If you really don't want a relationship with him in the long run, then have fun with it acknowledging that this is not serious; or make yourself available to someone who you really think you could like the whole package.

my 2 cents.

Thanks everyone. :) Didn't text him for a few days and he text me today and I'm trying to resist seeing him :p
 

Boasorte

Well-known member
If he's so worried, why is he having sex with you? Also, why are you missing a hook up buddy? Seems like he just wants to bang you...
 

gujifijian

Well-known member
ok I only read few comments so not exactly sure what everyone is saying..but i do agree with most of them when they say that this guy is definitely using u for sex...If a guy meets a gurl only twice a week, he's not interested in having a relationship with her..he is merely looking for sex with no strings attached.
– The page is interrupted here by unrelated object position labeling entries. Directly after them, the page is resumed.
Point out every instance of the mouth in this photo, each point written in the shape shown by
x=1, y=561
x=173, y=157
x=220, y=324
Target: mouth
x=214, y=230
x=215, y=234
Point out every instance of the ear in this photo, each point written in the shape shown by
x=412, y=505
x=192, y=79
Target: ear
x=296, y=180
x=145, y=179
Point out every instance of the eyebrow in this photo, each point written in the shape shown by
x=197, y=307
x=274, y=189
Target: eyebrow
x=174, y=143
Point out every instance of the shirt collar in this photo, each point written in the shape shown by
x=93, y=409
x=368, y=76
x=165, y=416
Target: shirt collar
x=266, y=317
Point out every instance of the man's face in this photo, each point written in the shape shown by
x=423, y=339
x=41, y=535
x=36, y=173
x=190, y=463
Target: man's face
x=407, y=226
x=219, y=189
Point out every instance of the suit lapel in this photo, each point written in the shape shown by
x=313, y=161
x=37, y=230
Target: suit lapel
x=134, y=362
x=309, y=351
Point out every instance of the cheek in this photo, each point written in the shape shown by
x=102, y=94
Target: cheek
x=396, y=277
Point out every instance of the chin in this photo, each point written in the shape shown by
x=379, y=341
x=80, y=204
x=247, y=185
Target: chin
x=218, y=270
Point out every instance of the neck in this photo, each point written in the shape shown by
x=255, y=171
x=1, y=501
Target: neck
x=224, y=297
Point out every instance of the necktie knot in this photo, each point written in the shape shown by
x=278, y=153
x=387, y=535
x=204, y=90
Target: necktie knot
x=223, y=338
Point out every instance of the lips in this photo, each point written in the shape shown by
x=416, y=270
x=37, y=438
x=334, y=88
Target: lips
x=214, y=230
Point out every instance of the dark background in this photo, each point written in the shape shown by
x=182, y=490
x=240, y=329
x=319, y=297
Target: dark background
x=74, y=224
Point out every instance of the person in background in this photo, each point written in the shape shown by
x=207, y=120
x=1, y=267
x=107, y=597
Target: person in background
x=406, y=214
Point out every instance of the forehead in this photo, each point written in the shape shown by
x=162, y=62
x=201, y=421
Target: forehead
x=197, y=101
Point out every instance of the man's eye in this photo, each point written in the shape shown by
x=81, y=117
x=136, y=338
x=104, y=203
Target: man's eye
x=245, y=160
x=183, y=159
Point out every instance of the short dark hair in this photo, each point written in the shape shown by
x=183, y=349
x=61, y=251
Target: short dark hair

Most guys r jersk n' they are so many better guys out there who don't treat gurls this way...if u say he's hot then just let it be for sex, don't have ur hopes up high into thinking there could be more than just sex and I'm sure it won't be...u deserve better in fact all women do..u'll find him one day but in the meantime if having fun is wat u want to do then so be it, have fun. If u want a relationship then u need to let this guy go and find a real man!
 

StandingRoom

Active member
I won't beat that dead horse about the sexual part. One has to wonder why your age isnt a problem regarding sex - but only when matters concern a relationship. I would TRY NOT to stress the relationship aspect of it, but if you want the sex because he's hot, then proceed with caution! I swear if you stopped talking to him today, in a few months when you "change" as he loves to put it, you wont even remember what his favorite color is. lol. :) Good luck hun :)

Yes, exactly this. I was dating a 37-year-old when I was 18 (but I wasn't sexually active,) and once I realized what a mistake it was, I instantly seemed to forget all about him. I truly don't even remember his last name right now.